A small town SH I use that has been in business for close to 100 years has a display case with odds and ends of supplies that had been sold and demoed out after 60-70-80 years of service. They have a foot long piece of what looks like 12-2 or 10-2 lead sheathed UF, likely a feed that had went to a well house pump.


----------



## canbug (Dec 31, 2015)

Airfield cables used to be lead sheathed. When they dig them up now and call me to check, I give it a quick scrape with my knife, if it's shiny, it's been abandoned for an incredibly long time.

Tim


----------



## joe-nwt (Mar 28, 2019)

Haven't seen any for years but have come across it before. Last time I remember was replacing transformer cables on a 8MW hydro unit from the early 60's.


----------



## just the cowboy (Sep 4, 2013)

Was common on base, from power house.


----------



## Jdubyou1981 (Dec 30, 2020)

Jdubyou1981 said:


> View attachment 152834
> 
> I haven’t found anyone that has seen before. Any info would be interesting


It is lead on the outside and cloth wire on the inside. I think. I haven’t split over to see.


----------



## just the cowboy (Sep 4, 2013)

Knew a guy that kept a piece next to his driver seat for protection. " it is just a piece of wire from work officer"
Cowboy


----------



## CWL (Jul 7, 2020)

just the cowboy said:


> Knew a guy that kept a piece next to his driver seat for protection. " it is just a piece of wire from work officer"
> Cowboy


Did he have one end wrapped with linerless splicing tape to protect himself from lead poisoning??


----------



## Jdubyou1981 (Dec 30, 2020)

Jdubyou1981 said:


> View attachment 152834
> 
> I haven’t found anyone that has seen before. Any info would be interesting


It is lead on the outside and cloth wire on the inside. I think. I haven’t split over to see.


LawnGuyLandSparky said:


> 1- You're handling the lead bare handed. That's bad, wash before you touch anything with cold water.
> 2-There's proper lead handling techniques. Abandon in place is the least offensive.





just the cowboy said:


> Knew a guy that kept a piece next to his driver seat for protection. " it is just a piece of wire from work officer"
> Cowboy


same thought crossed my mind


----------



## Jdubyou1981 (Dec 30, 2020)

Jdubyou1981 said:


> It is lead on the outside and cloth wire on the inside. I think. I haven’t split over to see.
> 
> 
> same thought crossed my mind





LawnGuyLandSparky said:


> 1- You're handling the lead bare handed. That's bad, wash before you touch anything with cold water.
> 2-There's proper lead handling techniques. Abandon in place is the least offensive.


Thanks for you concern!


----------



## joe-nwt (Mar 28, 2019)

You would get just as much lead from battery posts and clamps on your car. Don't lick your fingers and wash your hands when done.


----------



## Southeast Power (Jan 18, 2009)

Jdubyou1981 said:


> View attachment 152834
> 
> I haven’t found anyone that has seen before. Any info would be interesting


I worked for a non-union shop when I started in the trade. The guys found some in a hand hole at an older public school.
None of them knew what it was. Their leader decided they should put a screw into it and find out if it was hot. Boom.
No burns or deaths.
They had to hire a cable splicer to put it back together.
I dont really keep up with those guys but, they were all quite entertaining.


----------



## paulengr (Oct 8, 2017)

Jdubyou1981 said:


> View attachment 152834
> 
> I haven’t found anyone that has seen before. Any info would be interesting


It’s called PILC. Pretty much displaced by polymeric insulation in the 1970s but still lots of it around.

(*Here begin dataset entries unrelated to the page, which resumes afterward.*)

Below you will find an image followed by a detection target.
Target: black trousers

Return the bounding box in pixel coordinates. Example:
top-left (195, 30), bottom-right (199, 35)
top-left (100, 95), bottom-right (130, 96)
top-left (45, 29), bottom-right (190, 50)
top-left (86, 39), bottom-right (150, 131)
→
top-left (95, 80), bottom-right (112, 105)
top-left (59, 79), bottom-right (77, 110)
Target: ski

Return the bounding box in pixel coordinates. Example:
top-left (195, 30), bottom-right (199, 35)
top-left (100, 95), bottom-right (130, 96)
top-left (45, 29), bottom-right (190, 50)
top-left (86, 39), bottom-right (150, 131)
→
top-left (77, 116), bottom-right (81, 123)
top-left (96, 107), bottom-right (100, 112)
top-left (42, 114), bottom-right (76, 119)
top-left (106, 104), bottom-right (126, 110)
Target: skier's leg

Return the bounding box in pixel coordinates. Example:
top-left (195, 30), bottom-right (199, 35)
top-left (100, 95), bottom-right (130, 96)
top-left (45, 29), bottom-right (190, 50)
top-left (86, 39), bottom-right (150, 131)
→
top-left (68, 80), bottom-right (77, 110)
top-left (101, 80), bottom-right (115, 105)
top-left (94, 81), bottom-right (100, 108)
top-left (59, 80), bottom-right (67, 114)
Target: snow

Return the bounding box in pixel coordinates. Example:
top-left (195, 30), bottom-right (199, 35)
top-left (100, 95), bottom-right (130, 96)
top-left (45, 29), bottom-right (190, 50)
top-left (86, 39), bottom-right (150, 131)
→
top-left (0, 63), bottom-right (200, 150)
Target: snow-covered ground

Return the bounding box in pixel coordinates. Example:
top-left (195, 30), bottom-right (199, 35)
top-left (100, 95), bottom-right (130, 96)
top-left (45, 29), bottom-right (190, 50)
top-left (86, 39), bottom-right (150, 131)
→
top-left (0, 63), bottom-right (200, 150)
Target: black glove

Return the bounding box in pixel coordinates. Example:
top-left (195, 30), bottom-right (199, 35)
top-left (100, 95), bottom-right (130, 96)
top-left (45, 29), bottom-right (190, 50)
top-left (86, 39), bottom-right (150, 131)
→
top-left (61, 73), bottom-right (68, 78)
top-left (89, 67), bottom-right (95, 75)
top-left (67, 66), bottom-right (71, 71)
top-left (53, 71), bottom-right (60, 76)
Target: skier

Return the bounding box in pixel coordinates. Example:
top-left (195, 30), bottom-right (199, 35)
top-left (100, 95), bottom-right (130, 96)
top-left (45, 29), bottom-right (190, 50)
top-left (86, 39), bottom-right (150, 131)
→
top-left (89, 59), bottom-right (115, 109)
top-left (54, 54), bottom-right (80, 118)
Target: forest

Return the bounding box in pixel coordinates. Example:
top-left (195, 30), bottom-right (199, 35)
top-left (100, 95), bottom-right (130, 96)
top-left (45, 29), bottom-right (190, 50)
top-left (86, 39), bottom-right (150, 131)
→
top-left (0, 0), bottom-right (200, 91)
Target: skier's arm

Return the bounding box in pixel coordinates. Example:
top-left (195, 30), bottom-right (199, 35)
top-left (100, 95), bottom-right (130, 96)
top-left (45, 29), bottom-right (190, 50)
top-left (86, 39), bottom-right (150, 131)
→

PILC stands for Paper Insulated Lead Cable. The paper is saturated in mineral oil and then wrapped in a lead jacket. Other than the fact that creep is almost inherent and it leaks badly (megger readings low), and very messy to work with, it is very tough stuff.


----------



## paulengr (Oct 8, 2017)

LawnGuyLandSparky said:


> 1- You're handling the lead bare handed. That's bad, wash before you touch anything with cold water.
> 2-There's proper lead handling techniques. Abandon in place is the least offensive.


Are you kidding me? Do you know anything about lead? Are you European or something? The absorption of lead in metallic form is almost nil. It’s the compounds, especially salts that are truly bad. Lead oxide even is fairly innocuous as long as you don’t breath in the dust. Ask anyone with real world experience such as a battery plant.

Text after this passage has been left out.